A very great deal of effort has gone in to the “othering” of Palestinians an effort often assisted by Palestinian groups themselves who seem ever-ready to put up spokespeople on bad lines in bad English, equipped with clumsy phraseology, ill-fitting suits and badly needing a shave to speak to international television stations.

In Ahed Tamimi the Occupation forces, their quasi-legal apparatus, their western-trained and accented spokespeople had picked on a very different-looking Palestinian.
Tamimi looked just like your daughter looked at 16, skinny jeans, a shock of curly blonde-hair, blue eyes and a gaze that suggested she’d be as ready to settle down to play with a puppy or listen to Justin Bieber as to confront the heavily armed soldiers trespassing on her land.

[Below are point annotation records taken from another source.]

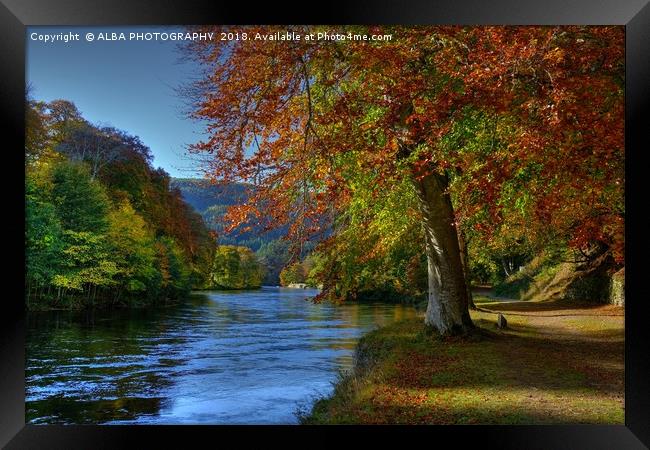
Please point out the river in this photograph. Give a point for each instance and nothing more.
(251, 357)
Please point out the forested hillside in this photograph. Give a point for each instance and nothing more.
(103, 226)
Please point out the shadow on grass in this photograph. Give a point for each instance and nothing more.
(580, 309)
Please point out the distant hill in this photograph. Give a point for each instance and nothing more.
(211, 201)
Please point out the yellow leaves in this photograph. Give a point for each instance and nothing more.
(555, 56)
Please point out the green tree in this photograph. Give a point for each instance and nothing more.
(236, 268)
(81, 202)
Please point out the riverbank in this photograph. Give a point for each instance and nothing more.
(553, 364)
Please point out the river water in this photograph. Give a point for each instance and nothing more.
(252, 357)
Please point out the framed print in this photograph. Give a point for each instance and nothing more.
(409, 219)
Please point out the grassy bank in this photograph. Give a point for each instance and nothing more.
(554, 364)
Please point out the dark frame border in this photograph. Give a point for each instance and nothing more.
(15, 15)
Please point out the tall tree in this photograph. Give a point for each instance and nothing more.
(297, 118)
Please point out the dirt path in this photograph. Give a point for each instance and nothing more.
(554, 363)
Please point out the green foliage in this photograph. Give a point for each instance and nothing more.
(274, 256)
(236, 268)
(102, 226)
(82, 202)
(378, 253)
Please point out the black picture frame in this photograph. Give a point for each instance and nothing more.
(16, 15)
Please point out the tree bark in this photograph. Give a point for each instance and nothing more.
(448, 303)
(462, 244)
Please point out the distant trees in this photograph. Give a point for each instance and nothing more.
(236, 268)
(497, 130)
(102, 226)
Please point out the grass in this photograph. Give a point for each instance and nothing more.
(555, 363)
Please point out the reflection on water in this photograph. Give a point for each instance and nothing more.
(221, 357)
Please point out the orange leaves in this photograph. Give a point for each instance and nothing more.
(557, 90)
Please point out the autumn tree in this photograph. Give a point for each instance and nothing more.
(300, 119)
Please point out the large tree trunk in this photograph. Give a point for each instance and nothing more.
(447, 309)
(462, 244)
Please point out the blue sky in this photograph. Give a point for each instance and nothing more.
(126, 84)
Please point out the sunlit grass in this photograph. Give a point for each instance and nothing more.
(561, 366)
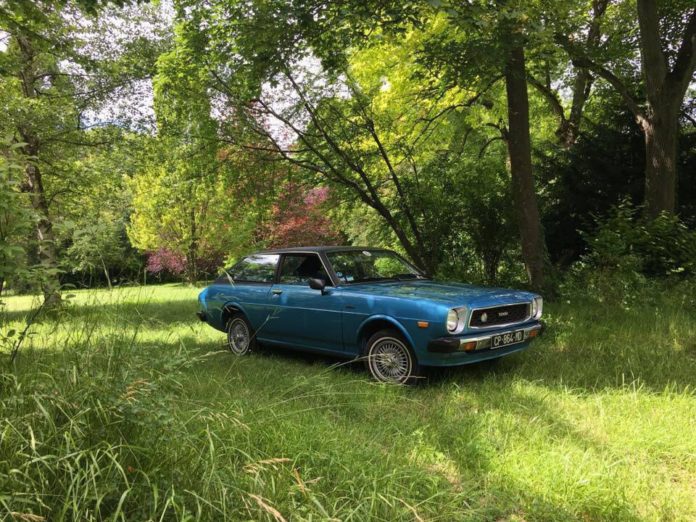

This was a problem for an Israeli occupation long used to western public opinion passing “the other” by on the other side of the road…
It is, of course a shocking indictment of the orientalism in western countries that if Ahed Tamimi had looked eastern not western had worn a hijab and not Levis had black hair and dark eyes not blonde hair and blue eyes she could have been shot down dead on her doorstep or left forever to rot in her jail cell so far as western news media is concerned.
But she was who she is and thus was propelled first by social media and then through virtually every major newspaper and television network in the land to iconic status.
Since when she hasn’t put a foot wrong. My interview which will be shown in two parts on June 8th and June 15th on Sputnik on RT (and everywhere else thereafter I think) will show that if Prison is a university for political inmates anyway, Tamimi has graduated with a first class degree.
Firstly though her family has lost 25 martyrs and provided a hundred prisoners, has given more of a single family’s blood collectively than I have ever heard of in their cause, the story is NOT about her or the Tamimi clan (500 of them in her single village). She reels off the names of the other female prisoners who looked after her in the jail and who unlike her may never see the light of day outside. And though she clearly has issues with the political leadership of the Palestinians today (few don’t) she carefully skirts around any trace of personal political bias. Its all about the nation. Everything for the nation. In fact at just 18 she is already Ambassadorial class – literally – and if the Palestinian leaders were smart they’d already have sent her as part of their diplomatic effort at the United Nations. But when I ask her if she might be a president one day she smiles becomingly and eschews all personal political ambition. Just like an 18 year-old future president should.
When I learnt that Tamimi was in London to learn English I imagined – with thirty years of parliamentary experience under my belt – that the traditional Arabism of the Foreign Office had kicked in, that she’d been talent spotted, identified as a future leader, and adopted by the old colonial power as an investment in the future.
But that was the Britain I knew and not the Britain we have now.
It turns out that she is here privately, that the funding for the course is donations from American well-wishers not the British government and the course is for three weeks only (her fellow students are Taiwanese and Korean debutantes) scarcely enough time to learn restaurant English (and in Ramadan too).
All of which confirmed to me that British policy towards the Arab middle-east today is not just knavish but foolish. It’s difficult to know which is worse, but probably foolish if you forced me to choose.